Two stylized facts about U.S. labor markets are that (1) while the unemployment rate has fallen substantially since the Great Recession, the employment-population ratio (E/P) has not nearly recovered to its pre-recession level, suggesting to many observers continuing labor-market slack, perhaps due to discouraged workers and other labor-force dropouts; and (2) E/P has been trending down for some time, partly due to demographic factors (e.g., retiring baby boomers) and possibly also due to institutional factors, such as changes in disability insurance work incentives.
The issue matters, because E/P is often thought to be a more reliable metric for labor-market "slack" than the conventional unemployment rate, and if so the apparently weak recovery of E/P could suggest continuing weakness in labor demand and thereby strengthen the case for continuing relatively expansionary monetary policy. So... where is E/P relative to its long-run trend or "full-employment" level?

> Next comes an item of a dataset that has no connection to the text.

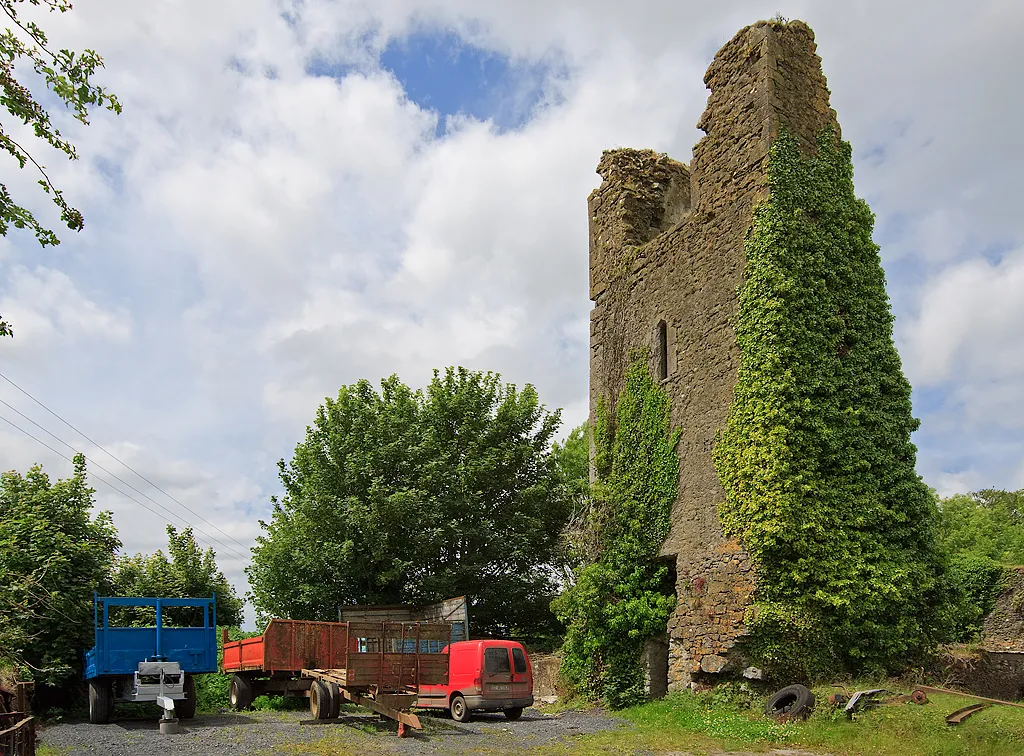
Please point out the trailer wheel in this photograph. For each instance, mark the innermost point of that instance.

This interesting post from the NY Fed claims that a demographically-adjusted E/P has fallen far enough that "roughly 90 percent of the labor gap that opened up following the recession has been closed." The authors' adjusted series is supposed to remove the business cycle effect and leave just the changes due to demographic shifts, reflecting the changing age structure of the population and life-cycle employment rates for a series of cohorts. Here is the money chart:
Very interesting, indeed, but there are a couple of slightly strange things going on here. First, the authors had to use a normalization to set the level of the trend E/P. That is, they can only calculate the shape of the blue curve, not how high or low it is. Their approach was to assume that the average gap between the actual and adjusted E/P was zero over the entire period, so the red curve has to spend something like half the time above the blue curve, by assumption. If you thought the economy was around "full employment" during those episodes of peak actual E/P in the late 1990s and mid-2000s, a more logical normalization might be to shift the blue cure up so that it sat on or near the top of those peaks. But their assumption seems a reasonable alternative. I would be reluctant to conclude that the convergence of their curves implies a return to full employment... perhaps more neutrally, we could call it a return to E/P "normalcy."

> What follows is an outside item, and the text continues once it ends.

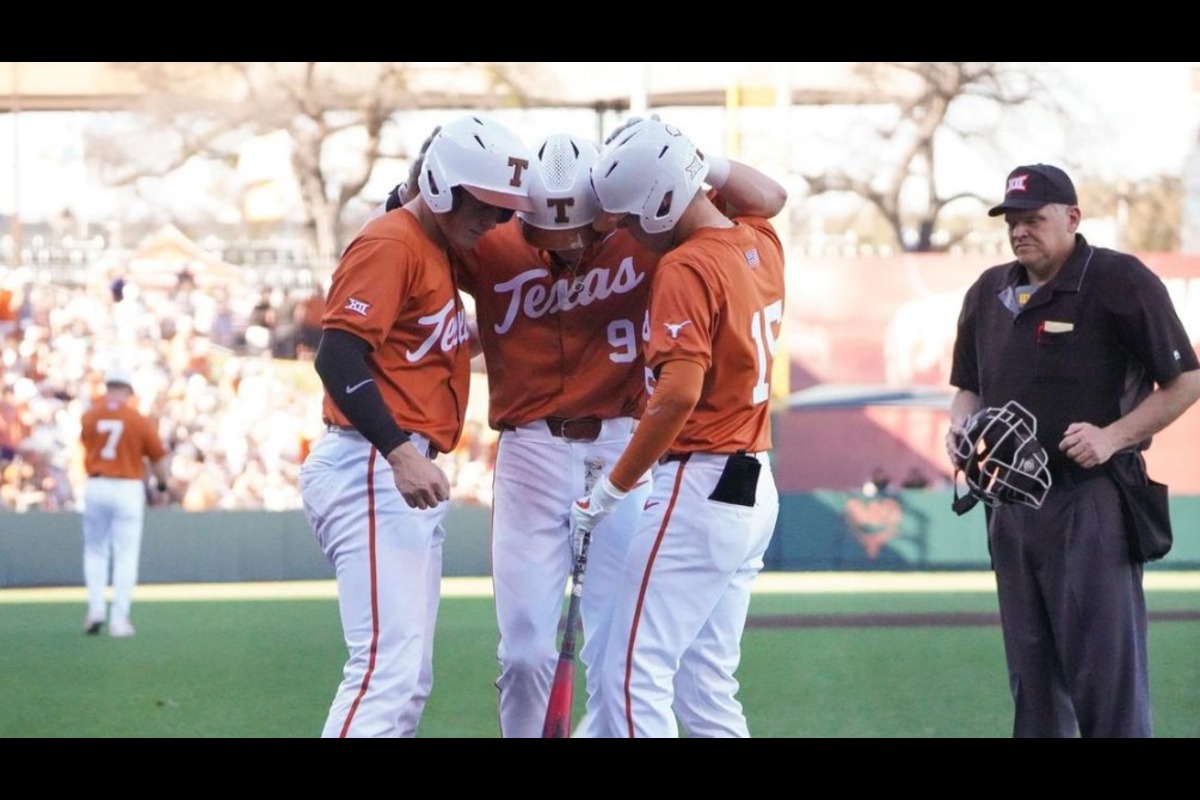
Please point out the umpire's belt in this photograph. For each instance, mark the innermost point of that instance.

What troubles me more, however, are the dramatic changes in slope of the blue trend, around 1994 and again around 2008 or 2009. The latter is particularly puzzling. If it reflects a cohort shift in E/P at each stage of the life-cycle, then how can we be sure this is not a consequence of the severe recession? If that's not the explanation, then what accounts for the sudden acceleration in the decline of adjusted E/P?
It does seem very likely that the trend in E/P has been downward over the past 15-20 years, and in that case the actual E/P has been closing in on a moving target and may be closer to "full employment" than the red line by itself might suggest. Just how much closer is a difficult question to answer.